Roots and Wings

by , on
March 26, 2017
Roots and Wings

Alana, me and Luke

They say if you raise your children right, you set their roots so they can later grow wings…or something to that effect. I’m thinking upon my son’s one year departure to Australia, that the wings may have grown too large, uplifting those roots. I guess that’s the idea though and no one is to blame a young man for wanting to travel and work abroad. It’s the experience of a life-time that rarely repeats.

As we age, the opportunities to use our wings lessen while we help others grow their roots. We get ‘tied’ or ‘rooted’ down.

I’m waxing philosophical here. It’s hard to let go but it’s something I’m learning to do. It’s hard to watch him leave but I know it’s his path.

Spreading his wings is something he has to do. Keeping him rooted is something I have to do. Motherhood. It’s a contradiction. What are ya going to do? They have no idea the depth of love we mothers have for them. If they knew, it would scare them.

Roots and wings—find a balance. Watch them fly and fall sometimes. In truth, my son finds his wings with Red Bull on some days. Still, I know that I’ve taught him all I could in the wee hours (or is it the wee years?). Some say the first five years make the man (or woman). It’s time to let go and trust in the Universe that he will find what he needs at the right time and always make a decision that is best for him.

I already know he will make decisions that help others too. His empathy is high and I pray no one takes advantage of that.

As a mother, you try to prepare them for the world but there’s nothing to prepare you for when they fly. The empty nest is a tough thing. Knowing they’ll be back helps immensely. Also, knowing they are gaining valuable life experience helps us accept their absence.

I’ve dropped him off at the airport this afternoon.

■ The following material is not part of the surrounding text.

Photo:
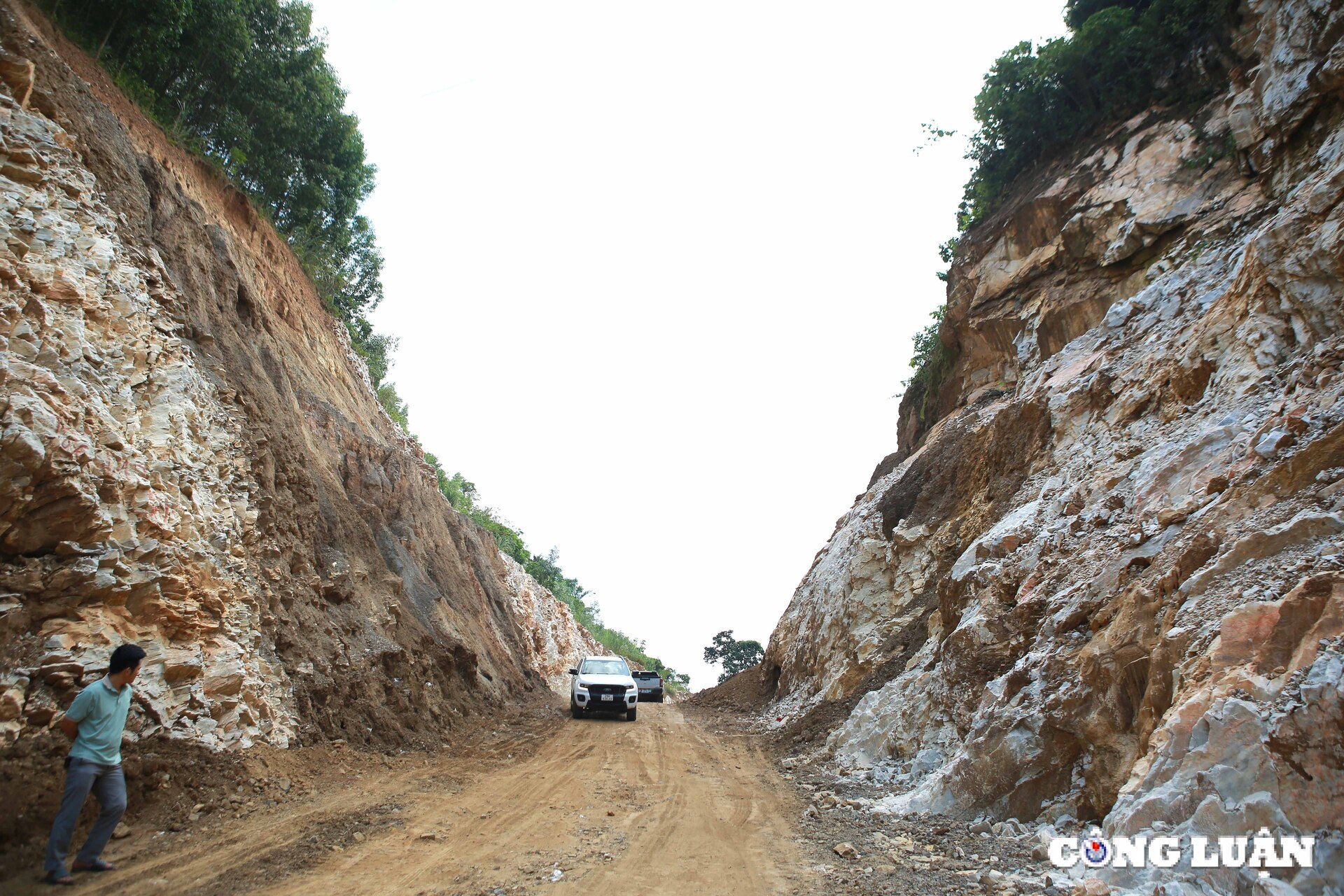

Saying goodbye wasn’t as hard as I anticipated. Since we already navigate a long distance relationship, saying good bye is part of our life together. Absence is a reality we deal with. I watched his lanky 6′ 1″ frame walk away and turn back for one last glance.  I blew him a kiss (our tradition). But I couldn’t wrap my head around a one year absence. One. Whole. Year. I secretly hope he will return sooner but I don’t tell him that. I want to remain positive. No guilt tripping.

So, now I’m home and my apartment feels too empty and quiet. I tried putting on music but the songs make me melancholy. Just as I told him it would, his departure is only hitting me now. A delayed response. So typical of me. He’s in the air. I’m proud and know he’ll find his way back but that doesn’t take the sting out.

In the meantime, I’ll ruminate on what he said to me yesterday (with his mouth full of chicken tenders) “Good people are rare. They don’t come along every day.”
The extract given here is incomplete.